Report: Saudi Arabia’s PIF only funding a third of what LIV Golf needs to get through end of year
LIV Golf cannot stay out of the headlines and the latest came Thursday when the Financial Times reported that Saudi Arabia’s Public Investment Fund (PIF) is only funding a third of what the league ne…
LIV Golf cannot stay out of the headlines and the latest came Thursday when the Financial Times reported that Saudi Arabia’s Public Investment Fund (P
Read Full Story at Yahoo Sports →Why This Matters
The funding shortfall at LIV Golf underscores the financial strain on Saudi Arabia’s sports ambitions, revealing the limits of its state-backed investment strategy even as it seeks to reshape global sports. This could force a reckoning over the sustainability of its petro-dollar diplomacy in athletics, potentially reshaping the balance of power in golf’s commercial ecosystem.
Background Context
LIV Golf’s meteoric rise was fueled by Saudi Arabia’s Public Investment Fund (PIF), which poured billions into the league as part of Crown Prince Mohammed bin Salman’s Vision 2030 plan to diversify the kingdom’s economy. However, the PIF’s role as a cash cow for high-profile projects is now colliding with broader economic pressures, including austerity measures and competing domestic priorities.
What Happens Next
The shortfall may accelerate restructuring talks, with potential outcomes ranging from additional state bailouts to partial privatization of LIV Golf or even a merger with the PGA Tour.
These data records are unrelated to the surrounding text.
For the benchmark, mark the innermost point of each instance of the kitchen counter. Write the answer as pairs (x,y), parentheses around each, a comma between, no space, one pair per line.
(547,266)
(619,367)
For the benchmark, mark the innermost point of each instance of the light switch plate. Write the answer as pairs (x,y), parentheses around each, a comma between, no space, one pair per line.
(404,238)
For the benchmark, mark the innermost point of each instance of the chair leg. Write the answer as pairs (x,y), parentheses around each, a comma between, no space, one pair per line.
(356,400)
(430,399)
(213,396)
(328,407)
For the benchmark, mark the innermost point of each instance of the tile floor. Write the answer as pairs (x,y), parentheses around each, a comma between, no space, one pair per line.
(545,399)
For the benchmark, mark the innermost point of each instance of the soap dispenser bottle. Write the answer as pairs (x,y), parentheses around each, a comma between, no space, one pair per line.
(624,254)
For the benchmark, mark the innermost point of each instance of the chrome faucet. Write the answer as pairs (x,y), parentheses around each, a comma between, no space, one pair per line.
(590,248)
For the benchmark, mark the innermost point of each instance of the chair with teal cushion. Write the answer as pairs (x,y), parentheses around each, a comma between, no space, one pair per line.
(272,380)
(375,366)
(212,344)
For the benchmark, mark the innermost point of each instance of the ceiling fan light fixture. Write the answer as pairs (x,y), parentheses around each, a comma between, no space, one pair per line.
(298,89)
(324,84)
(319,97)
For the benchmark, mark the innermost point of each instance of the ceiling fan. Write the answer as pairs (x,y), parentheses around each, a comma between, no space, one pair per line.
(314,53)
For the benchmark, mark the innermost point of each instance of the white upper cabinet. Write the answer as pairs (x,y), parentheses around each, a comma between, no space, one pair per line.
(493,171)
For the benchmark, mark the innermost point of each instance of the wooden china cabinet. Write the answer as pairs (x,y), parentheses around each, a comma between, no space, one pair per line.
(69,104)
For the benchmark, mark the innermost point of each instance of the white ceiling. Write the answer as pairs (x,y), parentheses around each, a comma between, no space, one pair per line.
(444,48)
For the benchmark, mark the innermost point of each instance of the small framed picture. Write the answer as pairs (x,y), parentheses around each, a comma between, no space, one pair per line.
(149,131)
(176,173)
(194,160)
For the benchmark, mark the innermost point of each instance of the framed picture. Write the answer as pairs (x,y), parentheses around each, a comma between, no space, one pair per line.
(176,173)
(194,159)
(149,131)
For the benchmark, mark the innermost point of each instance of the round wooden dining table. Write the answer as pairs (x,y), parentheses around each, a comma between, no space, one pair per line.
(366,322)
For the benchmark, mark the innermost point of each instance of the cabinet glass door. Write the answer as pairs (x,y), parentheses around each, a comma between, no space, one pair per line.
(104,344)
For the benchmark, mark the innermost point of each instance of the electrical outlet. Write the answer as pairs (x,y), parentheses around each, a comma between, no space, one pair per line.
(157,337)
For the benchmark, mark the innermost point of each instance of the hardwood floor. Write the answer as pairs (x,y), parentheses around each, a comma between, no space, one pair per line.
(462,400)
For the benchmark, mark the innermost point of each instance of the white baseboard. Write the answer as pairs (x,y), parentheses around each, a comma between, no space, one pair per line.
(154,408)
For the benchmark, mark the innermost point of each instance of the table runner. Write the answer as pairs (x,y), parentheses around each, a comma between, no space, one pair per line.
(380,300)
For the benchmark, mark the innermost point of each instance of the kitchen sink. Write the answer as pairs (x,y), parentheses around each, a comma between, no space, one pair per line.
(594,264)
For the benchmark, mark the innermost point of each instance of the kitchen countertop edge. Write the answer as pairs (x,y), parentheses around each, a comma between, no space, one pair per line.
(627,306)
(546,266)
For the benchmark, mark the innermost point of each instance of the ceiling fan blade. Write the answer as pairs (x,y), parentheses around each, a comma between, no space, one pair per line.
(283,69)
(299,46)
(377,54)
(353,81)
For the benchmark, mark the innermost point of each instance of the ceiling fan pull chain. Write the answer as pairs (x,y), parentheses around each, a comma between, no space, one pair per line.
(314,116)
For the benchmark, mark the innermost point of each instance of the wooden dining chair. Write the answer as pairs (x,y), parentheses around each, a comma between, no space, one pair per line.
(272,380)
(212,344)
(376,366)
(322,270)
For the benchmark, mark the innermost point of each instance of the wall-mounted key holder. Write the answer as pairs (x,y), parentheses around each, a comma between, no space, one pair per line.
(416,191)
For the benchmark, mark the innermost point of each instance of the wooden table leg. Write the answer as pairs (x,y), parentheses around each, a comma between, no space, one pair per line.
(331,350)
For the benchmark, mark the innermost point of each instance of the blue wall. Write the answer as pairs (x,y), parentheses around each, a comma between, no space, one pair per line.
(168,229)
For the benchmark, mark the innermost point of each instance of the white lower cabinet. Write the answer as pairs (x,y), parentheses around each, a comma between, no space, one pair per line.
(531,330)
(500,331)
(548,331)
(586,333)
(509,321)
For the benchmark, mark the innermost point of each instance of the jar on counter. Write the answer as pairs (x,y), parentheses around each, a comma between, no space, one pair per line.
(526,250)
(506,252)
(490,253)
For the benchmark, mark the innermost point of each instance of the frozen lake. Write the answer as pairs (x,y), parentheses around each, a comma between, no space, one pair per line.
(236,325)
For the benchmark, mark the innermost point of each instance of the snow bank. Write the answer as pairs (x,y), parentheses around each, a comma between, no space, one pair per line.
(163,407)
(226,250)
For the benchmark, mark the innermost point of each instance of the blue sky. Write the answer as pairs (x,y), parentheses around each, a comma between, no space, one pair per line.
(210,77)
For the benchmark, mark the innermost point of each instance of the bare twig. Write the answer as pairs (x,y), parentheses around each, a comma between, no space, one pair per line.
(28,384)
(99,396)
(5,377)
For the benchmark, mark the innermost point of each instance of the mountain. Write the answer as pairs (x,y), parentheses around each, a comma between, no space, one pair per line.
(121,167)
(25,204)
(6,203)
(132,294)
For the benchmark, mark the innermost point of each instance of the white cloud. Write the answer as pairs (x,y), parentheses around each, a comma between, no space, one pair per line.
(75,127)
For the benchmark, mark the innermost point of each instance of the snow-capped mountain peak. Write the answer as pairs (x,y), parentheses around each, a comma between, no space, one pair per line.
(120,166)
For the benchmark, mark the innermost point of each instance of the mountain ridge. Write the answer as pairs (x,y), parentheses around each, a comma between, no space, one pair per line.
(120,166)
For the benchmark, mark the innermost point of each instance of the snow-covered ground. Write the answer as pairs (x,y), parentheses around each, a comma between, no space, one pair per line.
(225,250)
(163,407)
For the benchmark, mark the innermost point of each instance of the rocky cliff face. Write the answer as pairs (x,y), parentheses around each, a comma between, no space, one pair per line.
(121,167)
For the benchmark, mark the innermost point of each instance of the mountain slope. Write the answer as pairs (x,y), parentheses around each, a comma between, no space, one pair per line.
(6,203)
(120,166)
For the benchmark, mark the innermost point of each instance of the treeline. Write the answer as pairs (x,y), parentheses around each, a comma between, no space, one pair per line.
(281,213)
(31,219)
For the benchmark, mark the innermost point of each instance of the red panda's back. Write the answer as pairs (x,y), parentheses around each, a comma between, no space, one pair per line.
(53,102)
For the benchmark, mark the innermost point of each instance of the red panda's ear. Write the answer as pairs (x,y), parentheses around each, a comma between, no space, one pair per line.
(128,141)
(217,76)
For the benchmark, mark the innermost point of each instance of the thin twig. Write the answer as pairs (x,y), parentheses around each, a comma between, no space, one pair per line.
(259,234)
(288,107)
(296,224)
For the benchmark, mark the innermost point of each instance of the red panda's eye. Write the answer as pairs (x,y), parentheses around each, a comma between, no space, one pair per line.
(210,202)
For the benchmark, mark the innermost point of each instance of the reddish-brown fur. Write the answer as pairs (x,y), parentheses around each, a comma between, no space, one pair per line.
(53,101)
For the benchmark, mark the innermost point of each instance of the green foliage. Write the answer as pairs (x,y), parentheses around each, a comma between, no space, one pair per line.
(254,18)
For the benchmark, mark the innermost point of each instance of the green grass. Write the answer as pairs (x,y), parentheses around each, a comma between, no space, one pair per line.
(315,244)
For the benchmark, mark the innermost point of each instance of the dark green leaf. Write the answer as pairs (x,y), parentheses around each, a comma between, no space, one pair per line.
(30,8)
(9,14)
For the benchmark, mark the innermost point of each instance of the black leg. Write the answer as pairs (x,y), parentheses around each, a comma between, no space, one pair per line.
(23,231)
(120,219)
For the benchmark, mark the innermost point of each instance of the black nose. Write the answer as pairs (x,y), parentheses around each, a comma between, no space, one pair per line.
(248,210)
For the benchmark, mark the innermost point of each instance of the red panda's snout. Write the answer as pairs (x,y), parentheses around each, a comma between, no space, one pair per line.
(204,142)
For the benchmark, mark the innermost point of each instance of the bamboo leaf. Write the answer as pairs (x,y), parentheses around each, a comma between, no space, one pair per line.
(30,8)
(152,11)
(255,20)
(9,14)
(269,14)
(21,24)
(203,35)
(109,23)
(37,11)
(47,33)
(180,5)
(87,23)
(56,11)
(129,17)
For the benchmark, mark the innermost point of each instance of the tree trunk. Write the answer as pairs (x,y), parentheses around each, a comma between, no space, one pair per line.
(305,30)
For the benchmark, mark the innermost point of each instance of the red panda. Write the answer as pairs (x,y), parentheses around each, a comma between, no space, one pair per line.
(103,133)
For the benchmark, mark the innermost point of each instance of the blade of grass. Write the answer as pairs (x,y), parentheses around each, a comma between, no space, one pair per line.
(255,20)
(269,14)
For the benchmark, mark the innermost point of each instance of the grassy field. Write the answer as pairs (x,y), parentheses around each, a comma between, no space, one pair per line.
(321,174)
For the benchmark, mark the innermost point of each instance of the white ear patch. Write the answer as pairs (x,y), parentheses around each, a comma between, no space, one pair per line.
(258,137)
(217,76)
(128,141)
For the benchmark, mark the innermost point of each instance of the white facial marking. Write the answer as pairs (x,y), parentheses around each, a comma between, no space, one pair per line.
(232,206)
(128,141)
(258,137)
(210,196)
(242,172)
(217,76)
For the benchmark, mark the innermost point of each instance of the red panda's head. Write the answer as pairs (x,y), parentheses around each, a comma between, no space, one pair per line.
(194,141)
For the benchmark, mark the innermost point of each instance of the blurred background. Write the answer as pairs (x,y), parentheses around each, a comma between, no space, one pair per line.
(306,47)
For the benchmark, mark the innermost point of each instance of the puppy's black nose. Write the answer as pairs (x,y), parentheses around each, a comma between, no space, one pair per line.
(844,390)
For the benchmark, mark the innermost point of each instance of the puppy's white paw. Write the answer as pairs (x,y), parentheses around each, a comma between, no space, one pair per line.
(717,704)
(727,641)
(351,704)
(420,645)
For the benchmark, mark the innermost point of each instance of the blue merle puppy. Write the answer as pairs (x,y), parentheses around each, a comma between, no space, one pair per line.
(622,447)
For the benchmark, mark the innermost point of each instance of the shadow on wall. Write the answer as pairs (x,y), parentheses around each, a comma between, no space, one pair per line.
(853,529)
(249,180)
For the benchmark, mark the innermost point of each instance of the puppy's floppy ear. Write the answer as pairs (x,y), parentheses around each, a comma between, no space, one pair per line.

Investors and sponsors will closely monitor whether the league can pivot to self-sustaining revenue models or if its ambitious expansion plans will stall.
Bigger Picture
This funding crisis reflects a broader trend of Gulf states reassessing their aggressive sports investments amid tightening budgets and criticism over opaque financial practices. It also signals a possible inflection point for the global sports industry, where state-backed ventures face growing scrutiny over their long-term viability.